Almost everyone has a person in their environment who always and constantly ends up with the wrong partner. Researchers conducted various studies to investigate why this could be and came to the conclusion that it has to do with the way we make the decision for or against love.

Several studies have examined how we choose our partners. Researcher Peter M. Todd discovered during a speed dating event that people who are under time pressure to make decisions for or against getting to know someone create a discrepancy between the desired wishes and characteristics of a potential partner and the choice made.

For the men, the researcher was able to clearly define that they made their selection primarily based on the woman’s appearance. The women’s decision was also based on the visual attributes of the other person. However, it also played a role in her choice how much the person describes a connection to the family and partner. In another study, researcher Alison P. Lenton also came to the conclusion: the less time, the more optical matters.

A stalemate in times of online dating and possibly a reason why it is so difficult to find the right partner in the digital world.

A study by Lucrezia Savioni examined the way we think about love using the cognitive systems researched by Kahneman and Tversky. System 1 stands for fast, unconscious and intuitive cognitive processes that occur automatically and emotionally. System 2 is a slower, rule-based cognitive system that works consciously and with a long-term focus. When it comes to love, the researcher found a clear answer, which is that System 1 decision-making predominates in love and partner decisions. People place more value on their feelings towards potential partners than on rational decisions.

Psychology Today magazine writes that the divorce rate in the United States is currently 40 to 50 percent. Even higher for second and third marriages. Psychologists describe in the magazine that most people become emotionally cognitively conditioned in early childhood. The largely irrational process in young children’s behavior leads to emotional reactions in other people. It is similar to how System 1 Insights works quickly.

This leads to irrational love decisions even in adulthood. The psychologists write: “Our impression is that people are often unable to switch to a more rational Type 2 decision-making style when emotions are activated, such as when choosing a partner.”
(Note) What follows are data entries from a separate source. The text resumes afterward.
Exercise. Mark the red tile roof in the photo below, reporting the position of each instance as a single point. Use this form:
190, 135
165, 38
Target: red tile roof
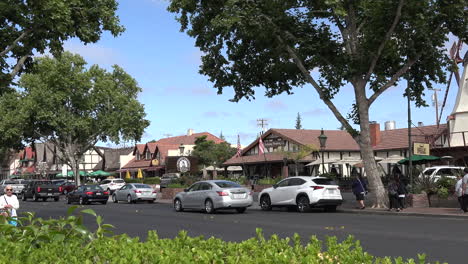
398, 138
189, 140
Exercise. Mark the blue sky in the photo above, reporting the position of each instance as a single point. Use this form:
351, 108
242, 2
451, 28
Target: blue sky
165, 63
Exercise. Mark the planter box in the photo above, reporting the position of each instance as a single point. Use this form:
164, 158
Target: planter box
169, 193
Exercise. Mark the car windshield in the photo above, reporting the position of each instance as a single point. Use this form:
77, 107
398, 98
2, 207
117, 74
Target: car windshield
93, 187
324, 181
428, 172
142, 186
227, 184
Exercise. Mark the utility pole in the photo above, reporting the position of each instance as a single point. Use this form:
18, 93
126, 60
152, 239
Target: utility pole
435, 103
263, 123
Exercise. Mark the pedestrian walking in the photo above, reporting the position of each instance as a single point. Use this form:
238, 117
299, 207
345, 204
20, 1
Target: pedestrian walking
401, 190
392, 189
465, 190
9, 203
359, 190
459, 191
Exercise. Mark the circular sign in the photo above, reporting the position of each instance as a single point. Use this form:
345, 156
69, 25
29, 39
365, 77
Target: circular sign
183, 164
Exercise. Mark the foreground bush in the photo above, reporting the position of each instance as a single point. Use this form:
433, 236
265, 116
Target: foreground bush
66, 240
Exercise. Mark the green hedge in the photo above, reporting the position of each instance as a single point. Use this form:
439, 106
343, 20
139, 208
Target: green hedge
66, 240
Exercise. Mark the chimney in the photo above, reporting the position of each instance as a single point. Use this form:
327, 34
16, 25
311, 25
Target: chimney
374, 128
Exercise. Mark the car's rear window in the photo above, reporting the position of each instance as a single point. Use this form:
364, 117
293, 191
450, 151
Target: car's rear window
142, 186
324, 181
93, 187
227, 184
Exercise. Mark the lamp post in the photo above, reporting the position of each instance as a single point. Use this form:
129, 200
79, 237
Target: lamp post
323, 141
181, 149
In short, you can say that for many people, the brain stops working as soon as the feelings start. The only way to avoid this is to try to take your time when making decisions regarding your choice of partner and to always listen to your head. What goals do you pursue, what wishes do you have for your counterpart and are they actually fulfilled? Or do you perhaps look through rose-colored glasses and ignore the judgment of your mind? The more emotionally controlled a person is, the harder it will be to find the right partner.